The same is true for other regions of the body. A tight bicep can require more of the deltoids, tight latissimus dorsi can exhaust the teres major and minor, and a tight psoas can wreak all sorts of havoc. For both the pectoralis major and minor, the link is to the neck and shoulders. The tension that lives there is infamous. If the trapezius and levator scapulae are chronically tight—as they often are these days with most people—responsibility falls forward.

Chronic elevation of the shoulders shifts the skeleton into a position that pulls the insertion of the pectoralis major up superiorly. Simultaneously, rounded shoulders frequently coincide with the stress that creates this tension. In response, the origin of the pectoralis on to the clavicle, sternum, and ribs becomes cemented and constricted. As an occasional position, this won’t typically create issues. But high demands for long periods of time can do all sorts of damage.

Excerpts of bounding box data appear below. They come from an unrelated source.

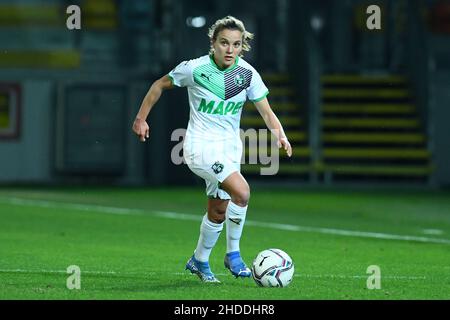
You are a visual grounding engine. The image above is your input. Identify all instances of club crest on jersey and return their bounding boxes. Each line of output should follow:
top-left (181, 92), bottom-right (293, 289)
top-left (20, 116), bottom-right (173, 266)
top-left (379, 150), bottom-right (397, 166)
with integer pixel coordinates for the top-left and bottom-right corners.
top-left (234, 73), bottom-right (245, 87)
top-left (211, 161), bottom-right (223, 174)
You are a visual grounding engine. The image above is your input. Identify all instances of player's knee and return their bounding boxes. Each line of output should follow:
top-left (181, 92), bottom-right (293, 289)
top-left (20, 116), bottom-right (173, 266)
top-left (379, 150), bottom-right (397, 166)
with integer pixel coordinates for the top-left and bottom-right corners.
top-left (233, 187), bottom-right (250, 207)
top-left (208, 208), bottom-right (225, 223)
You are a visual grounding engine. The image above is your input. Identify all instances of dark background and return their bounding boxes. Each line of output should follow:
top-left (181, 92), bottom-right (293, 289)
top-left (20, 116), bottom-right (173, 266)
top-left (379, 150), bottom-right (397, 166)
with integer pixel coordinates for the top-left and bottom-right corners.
top-left (0, 0), bottom-right (450, 188)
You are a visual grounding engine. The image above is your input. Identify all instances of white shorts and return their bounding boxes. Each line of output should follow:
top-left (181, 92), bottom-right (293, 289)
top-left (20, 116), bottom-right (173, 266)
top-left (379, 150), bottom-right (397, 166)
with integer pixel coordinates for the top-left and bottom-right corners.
top-left (183, 139), bottom-right (242, 200)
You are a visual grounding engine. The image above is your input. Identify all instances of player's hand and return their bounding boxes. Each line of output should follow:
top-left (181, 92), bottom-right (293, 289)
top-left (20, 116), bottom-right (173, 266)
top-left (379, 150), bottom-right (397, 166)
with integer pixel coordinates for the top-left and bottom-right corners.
top-left (278, 137), bottom-right (292, 157)
top-left (133, 118), bottom-right (150, 142)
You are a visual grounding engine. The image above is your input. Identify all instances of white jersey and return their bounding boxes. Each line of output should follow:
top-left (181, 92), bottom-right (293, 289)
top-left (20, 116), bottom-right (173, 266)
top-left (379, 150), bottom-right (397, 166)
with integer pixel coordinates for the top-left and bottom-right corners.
top-left (169, 55), bottom-right (269, 143)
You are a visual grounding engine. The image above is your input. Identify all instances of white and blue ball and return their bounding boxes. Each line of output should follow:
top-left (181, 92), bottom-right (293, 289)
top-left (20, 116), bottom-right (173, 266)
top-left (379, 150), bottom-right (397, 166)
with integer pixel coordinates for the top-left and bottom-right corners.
top-left (252, 249), bottom-right (294, 287)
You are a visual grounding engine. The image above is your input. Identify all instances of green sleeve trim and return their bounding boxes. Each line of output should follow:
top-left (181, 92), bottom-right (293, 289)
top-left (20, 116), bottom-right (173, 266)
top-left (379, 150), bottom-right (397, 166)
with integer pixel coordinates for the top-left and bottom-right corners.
top-left (167, 74), bottom-right (179, 87)
top-left (251, 90), bottom-right (269, 103)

Taxing the body is a lot like redlining a car. On a car’s tachometer (the gauge that measures revolutions per minute, or RPMs) the numbers at the high end of the gauge are red. Pushing your car into the red— or redlining—for occasional brief moments won’t cause much harm. But hanging out with the pedal to the metal will likely cause damage to the valve train and transmission. The body is the same.

While the pectoralis muscles may not resemble a valve train, they will begin to seize up with heightened demand. The difference is that they won’t cramp like the calf will. The spasm will happen on a much more focused area. Smaller segments of the muscle fibers will seize up and grip the area, resulting in—you guessed it—a trigger point. And trigger points in the pecs are not always clear. They can be difficult to pinpoint, refer pain in confusing ways, and can culminate to feel like other issues in the shoulder, down the arm, or (in more severe cases) deep in the chest to mimic a heart attack.

We are complicated machines with a host of parts that all rely on each other to work properly, so keep an eye on the chain of tension. Understanding the simple machines that make up our complex body engine is important, and recognizing the role they play with each other is crucial. Even if you are not working with clients yet, awareness around your own machine will make you a phenomenal mechanic.